Pela ordenação das posições no ranking mundial de ténis, o português já sabia que teria de fazer pela vida no qualifying, destinado aos jogadores sem entrada direta na prova. Perderia na derradeira ronda, tão perto porém ainda longe, mas a balança da fortuna fez o azar de Lorenzo Musetti ser a sua sorte: o italiano lesionou-se, o seu lugar no torneio ficou disponível e Jaime Faria foi o tal derrotado sortudo, sendo repescado para o quadro principal da competição que por estes dias vibra com a presença de João Fonseca, o novo fenómeno do ténis brasileiro.
O português regressou à terra batida do torneio e o adversário, esta terça-feira, foi o chileno Tomas Barrios Vera, um sobrevivente do qualifying ao qual Jaime Faria não resistiu, mas número 139.º do mundo, menos cotado do que a 107.ª posição do tenista de Lisboa. As forças não deixaram a classificação mentir. Ganhou quem há pouco mais de um mês brincava, entre desabafos, que não tinha passado a ser o Super-Homem ao estrear-se em Grand Slams no Open da Austrália: em dois sets (6-2 e 7-5), a vitória foi para o rapaz que festeja ocasionalmente com outra máscara, a de Viktor Gyökeres, futebolista do Sporting pelo qual torce no futebol.
Ao garantir, no Rio de Janeiro, a segunda ronda de um torneio ATP 500, o lisboeta já deu uma espreitadela à forma como se irá mascarar na próxima segunda-feira, quando sair a atualização do ranking mundial - pelas contas do site “Raquetc”, Jaime Faria terá pontos suficientes para estar entre os 100 melhores jogadores do planeta. Será o oitavo tenista nacional a entrar nesse lote e o segundo mais jovem a fazê-lo, apenas atrás de Nuno Marques. Essa fortuna de perdedor também o deixará superar, provavelmente, o mais alto que Pedro Sousa, o seu treinador que com ele está no Rio de Janeiro, escalou na hierarquia do ténis (chegou a ser 99.º).
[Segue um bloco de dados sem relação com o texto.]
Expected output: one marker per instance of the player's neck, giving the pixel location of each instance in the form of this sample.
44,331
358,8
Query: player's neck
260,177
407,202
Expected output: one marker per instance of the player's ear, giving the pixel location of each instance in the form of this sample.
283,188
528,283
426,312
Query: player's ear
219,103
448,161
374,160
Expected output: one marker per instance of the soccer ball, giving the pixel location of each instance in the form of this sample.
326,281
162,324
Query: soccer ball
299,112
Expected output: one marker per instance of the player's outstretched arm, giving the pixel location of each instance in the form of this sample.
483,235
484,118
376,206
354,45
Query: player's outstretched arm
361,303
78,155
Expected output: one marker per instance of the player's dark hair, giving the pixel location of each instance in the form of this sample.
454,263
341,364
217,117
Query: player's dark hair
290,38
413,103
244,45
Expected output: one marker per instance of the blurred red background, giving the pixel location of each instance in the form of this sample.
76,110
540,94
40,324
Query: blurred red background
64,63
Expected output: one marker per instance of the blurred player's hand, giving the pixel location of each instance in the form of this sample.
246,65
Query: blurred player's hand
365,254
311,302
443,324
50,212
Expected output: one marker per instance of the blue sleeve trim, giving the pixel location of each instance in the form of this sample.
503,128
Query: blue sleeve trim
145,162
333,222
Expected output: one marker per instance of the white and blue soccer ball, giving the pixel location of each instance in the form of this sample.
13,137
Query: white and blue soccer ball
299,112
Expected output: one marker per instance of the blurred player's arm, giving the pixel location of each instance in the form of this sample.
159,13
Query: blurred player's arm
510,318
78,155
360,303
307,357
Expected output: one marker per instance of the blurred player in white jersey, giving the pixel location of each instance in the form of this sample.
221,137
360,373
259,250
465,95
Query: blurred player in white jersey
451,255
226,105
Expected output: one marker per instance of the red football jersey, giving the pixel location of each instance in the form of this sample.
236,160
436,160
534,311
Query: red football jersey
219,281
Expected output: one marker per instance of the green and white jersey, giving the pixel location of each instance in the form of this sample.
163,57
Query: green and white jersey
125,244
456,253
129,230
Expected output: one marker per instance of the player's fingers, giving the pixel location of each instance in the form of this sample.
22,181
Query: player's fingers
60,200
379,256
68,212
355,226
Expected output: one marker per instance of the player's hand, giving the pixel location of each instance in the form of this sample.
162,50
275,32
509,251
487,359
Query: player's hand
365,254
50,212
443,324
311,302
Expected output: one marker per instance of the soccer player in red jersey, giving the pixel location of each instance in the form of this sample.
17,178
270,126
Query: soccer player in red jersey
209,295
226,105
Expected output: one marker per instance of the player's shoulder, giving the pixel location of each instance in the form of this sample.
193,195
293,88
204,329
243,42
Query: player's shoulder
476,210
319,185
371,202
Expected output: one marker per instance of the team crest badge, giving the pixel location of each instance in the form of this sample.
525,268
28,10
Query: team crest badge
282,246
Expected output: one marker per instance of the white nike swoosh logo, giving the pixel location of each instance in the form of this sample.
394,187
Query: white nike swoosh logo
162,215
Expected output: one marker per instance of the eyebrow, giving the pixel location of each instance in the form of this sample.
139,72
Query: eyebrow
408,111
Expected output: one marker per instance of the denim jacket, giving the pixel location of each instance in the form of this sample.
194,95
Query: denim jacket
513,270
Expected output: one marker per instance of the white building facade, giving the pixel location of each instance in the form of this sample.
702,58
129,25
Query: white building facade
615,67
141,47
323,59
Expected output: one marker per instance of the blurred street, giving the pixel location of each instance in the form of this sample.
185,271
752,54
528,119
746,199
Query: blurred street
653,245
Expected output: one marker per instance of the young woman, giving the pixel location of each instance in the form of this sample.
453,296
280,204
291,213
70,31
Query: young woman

Em Melbourne, do outro lado da Terra onde está agora, Jaime Faria jogou contra Novak Djokovic na 2.ª ronda do Open da Austrália. No carnavalesco pó de tijolo do Rio de Janeiro defrontará de seguida Jaume Munar, um espanhol em boa forma e atual 55.º colocado do ranking. É o próximo teste ao embalo de lucky loser de Jaime Faria, que há coisa de um ano se dedicava aos torneios ITF (à base da pirâmide profissional do ténis) em Portugal e nem entre os 400 melhores do mundo estava.